Les agrocarburants ne sont pas bio
Ca y est ! On commence enfin à changer de vocable. Suite aux parutions
récentes de livres critiques sur « l'or vert », et suite aux
polémiques qui ont suivi, remettant en cause le bien-fondé de l'intérêt
croissant porté aux agrocarburants, le mot « biocaburant » commence à être remplacé par
« agrocarburant ». A juste titre, car ces
agrocarburants n'ont rien de bio (ou si peu). Alors que certains pays comme les
Etats-Unis ou le Brésil y voient un moyen de se rapprocher d'une hypothétique
indépendance énergétique, de nombreuses voix s'élèvent contre le « péril
vert ». D'une part, l'essentiel de la production d'agrocarburants provient
d'une agriculture intensive, gourmande en engrais chimiques, pesticides et
autres insecticides. Tout le contraire d'un produit issu de l'agiculture
biologique. De plus, les impacts sociaux et environnementaux sont bien plus
vastes : au Brésil, les petits paysans perdent leurs terres, notamment au
profit des grands industriels des agrocarburants, en Asie du Sud-Est, ce sont
des millions d'hectares de forêts qui sont défrichées pour la culture du
palmier à huile. Enfin, le développement des agrocarburants met en danger la
souveraineté alimentaire de certains pays, où les cultures dédiées aux
agrocarburant risquent de prendre le pas sur celles dédiées à l'alimentation
humaine. Avec le problème suivant : doit-on sacrifier à l'appétit de 800
millions d'automobiles les 3 milliards de personnes pour qui l'agriculture est
avant tout vivrière ? Alors que la population mondiale se situera autour de 9
milliards d'humains en 2050 et que se pose la question de la capacité de la
Terre à nourrir tout le monde, destiner une partie de la production agricole à
l'usage de carburant n'est pas sans poser de questions.
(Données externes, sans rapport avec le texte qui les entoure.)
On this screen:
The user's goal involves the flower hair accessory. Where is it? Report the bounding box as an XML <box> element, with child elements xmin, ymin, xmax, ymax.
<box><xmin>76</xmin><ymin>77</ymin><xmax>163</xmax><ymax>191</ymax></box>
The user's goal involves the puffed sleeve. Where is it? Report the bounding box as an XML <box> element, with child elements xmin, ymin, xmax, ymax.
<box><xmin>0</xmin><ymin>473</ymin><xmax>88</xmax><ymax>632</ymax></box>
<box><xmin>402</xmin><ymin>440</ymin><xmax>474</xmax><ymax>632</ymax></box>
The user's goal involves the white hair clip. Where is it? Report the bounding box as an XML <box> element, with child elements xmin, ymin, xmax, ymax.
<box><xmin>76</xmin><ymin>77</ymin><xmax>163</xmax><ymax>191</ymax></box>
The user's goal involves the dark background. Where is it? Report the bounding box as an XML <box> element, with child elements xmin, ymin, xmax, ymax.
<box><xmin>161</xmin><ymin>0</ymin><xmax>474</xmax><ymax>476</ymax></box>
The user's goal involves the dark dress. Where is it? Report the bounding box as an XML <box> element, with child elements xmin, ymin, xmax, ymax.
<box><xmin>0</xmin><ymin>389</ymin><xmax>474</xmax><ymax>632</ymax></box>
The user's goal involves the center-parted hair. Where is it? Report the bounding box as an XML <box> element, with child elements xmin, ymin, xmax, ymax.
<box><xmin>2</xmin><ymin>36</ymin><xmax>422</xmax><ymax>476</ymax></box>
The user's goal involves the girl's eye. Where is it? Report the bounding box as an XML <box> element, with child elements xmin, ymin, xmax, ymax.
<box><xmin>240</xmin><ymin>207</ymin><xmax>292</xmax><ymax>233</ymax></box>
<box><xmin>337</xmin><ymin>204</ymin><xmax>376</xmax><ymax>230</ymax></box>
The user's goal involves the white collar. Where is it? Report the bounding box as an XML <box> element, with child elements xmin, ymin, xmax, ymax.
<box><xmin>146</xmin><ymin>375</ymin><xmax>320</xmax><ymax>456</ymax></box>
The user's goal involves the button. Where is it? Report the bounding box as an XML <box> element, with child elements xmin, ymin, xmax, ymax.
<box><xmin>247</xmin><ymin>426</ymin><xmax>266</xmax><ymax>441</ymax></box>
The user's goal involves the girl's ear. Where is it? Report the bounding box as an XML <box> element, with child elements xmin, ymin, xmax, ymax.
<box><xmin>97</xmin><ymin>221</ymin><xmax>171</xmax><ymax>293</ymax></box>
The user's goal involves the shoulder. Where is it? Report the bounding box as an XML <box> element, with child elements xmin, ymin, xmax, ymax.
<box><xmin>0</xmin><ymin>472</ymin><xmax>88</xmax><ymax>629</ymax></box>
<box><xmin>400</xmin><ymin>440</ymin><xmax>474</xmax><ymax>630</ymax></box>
Si leur bilan carbone
est moindre que l'or noir, leurs impacts sociaux et environnementaux ne sont
pas idéaux, et c'est un euphémisme. Certains en viennent même à parler de
« nécro-carburants ». On le voit, les agrocarburants ne sont pas LA
solution à la fin programmée du pétrole. Tout au plus peuvent-ils devenir une
composante du futur « mix énergétique » mondial, au même titre que
l'hydraulique, l'éolien ou le solaire.